O Que é a Meningite Meningocócica?
A meningite meningocócica é uma inflamação das meninges, as membranas que envolvem e protegem o cérebro e a medula espinhal.
Ela é causada por uma bactéria específica, o meningococo, e pode evoluir de forma muito agressiva.
Como a Bactéria se Transmite?
A transmissão ocorre pela via respiratória, através de gotículas de saliva ou secreções nasais.
Atos como tossir, falar e beijar podem espalhar a bactéria, facilitando surtos em locais fechados.
Sintomas da Meningite Meningocócica
Os sintomas podem variar conforme a idade, mas costumam ser:
- Febre alta
- Dor de cabeça intensa
- Rigidez na nuca (sintoma clássico)
- Vômitos
- Convulsões
A evolução pode ser extremamente rápida, levando o paciente a um quadro grave em 24 a 48 horas.
O Grupo B: Um Subtipo Perigoso
No surto na Inglaterra, o subtipo meningococo do grupo B foi responsável por casos graves e mortes.
Este grupo é particularmente desafiador para vacinas tradicionais, pois sua estrutura se assemelha a componentes do corpo humano.
Por Que a Doença Pode Levar à Morte?
A bactéria desencadeia uma resposta inflamatória intensa no organismo.
Isso pode levar a uma “tempestade inflamatória” com queda da pressão arterial e dificuldade de circulação.

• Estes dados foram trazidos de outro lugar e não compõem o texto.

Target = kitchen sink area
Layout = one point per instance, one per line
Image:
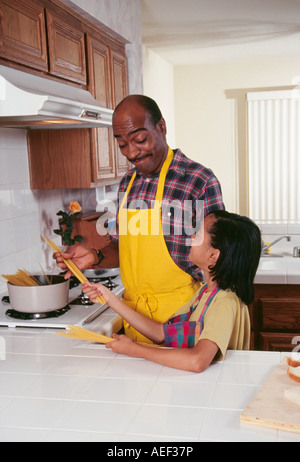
(281, 269)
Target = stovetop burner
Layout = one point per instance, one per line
(105, 280)
(26, 316)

Ocorre o comprometimento de órgãos vitais como rins, pulmões e coração, configurando o choque séptico.
No cérebro, a inflamação pode aumentar a pressão craniana, prejudicando funções essenciais.
Risco de Mortalidade
Mesmo com tratamento, o risco de morte no Brasil pode girar em torno de 20%.
No Reino Unido, a letalidade foi de cerca de 10%, associada ao diagnóstico e tratamento rápidos.
Tratamento e Prevenção
O tratamento é uma emergência médica e deve iniciar imediatamente com antibióticos intravenosos.

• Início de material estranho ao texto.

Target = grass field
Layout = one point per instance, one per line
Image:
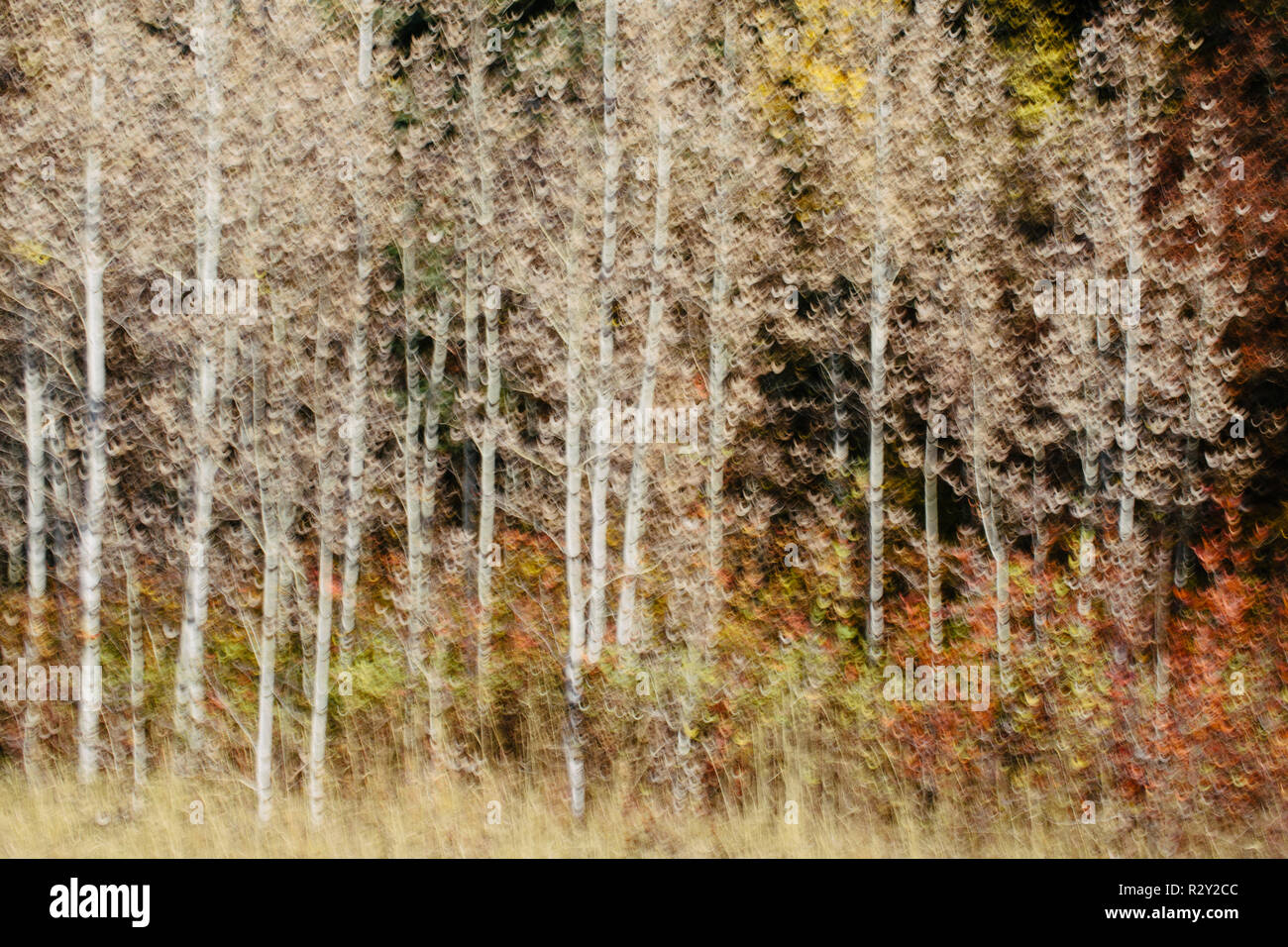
(452, 815)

Cefalosporinas de terceira geração, como a ceftriaxona, são frequentemente utilizadas pela sua rápida ação.
Vacinação: A Melhor Forma de Prevenção
Existem vacinas que protegem contra diferentes tipos de meningite meningocócica:
- Vacina meningocócica C: Parte do calendário infantil do SUS.
- Vacina ACWY: Protege contra quatro sorogrupos e está no Programa Nacional de Imunizações.

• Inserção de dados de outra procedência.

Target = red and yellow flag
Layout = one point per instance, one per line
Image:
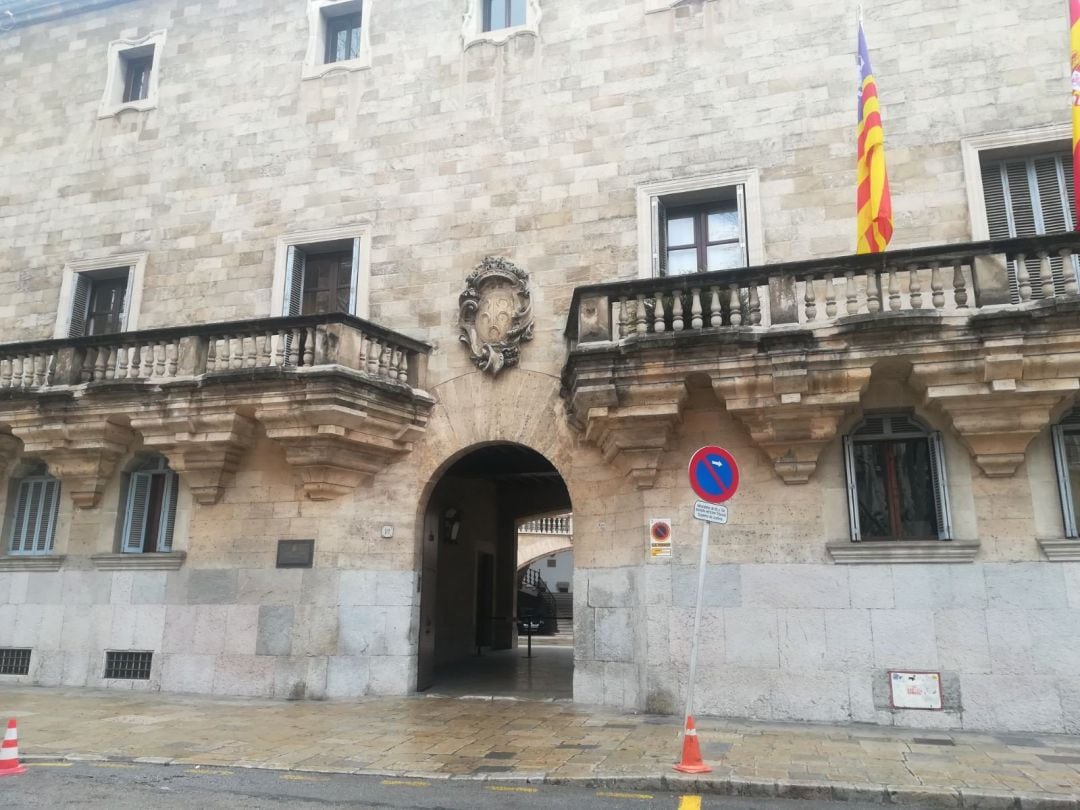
(1075, 64)
(874, 202)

A vacina contra o meningococo B, responsável pelas mortes na Inglaterra, não está disponível no SUS, mas pode ser encontrada em clínicas particulares.
A profilaxia com antibióticos para pessoas em contato com casos confirmados também é uma estratégia para evitar a disseminação do surto.
Conclusão
A meningite meningocócica é uma doença grave que exige atenção. Manter a vacinação em dia e buscar atendimento médico imediato ao surgirem os primeiros sintomas são passos essenciais para combater essa infecção.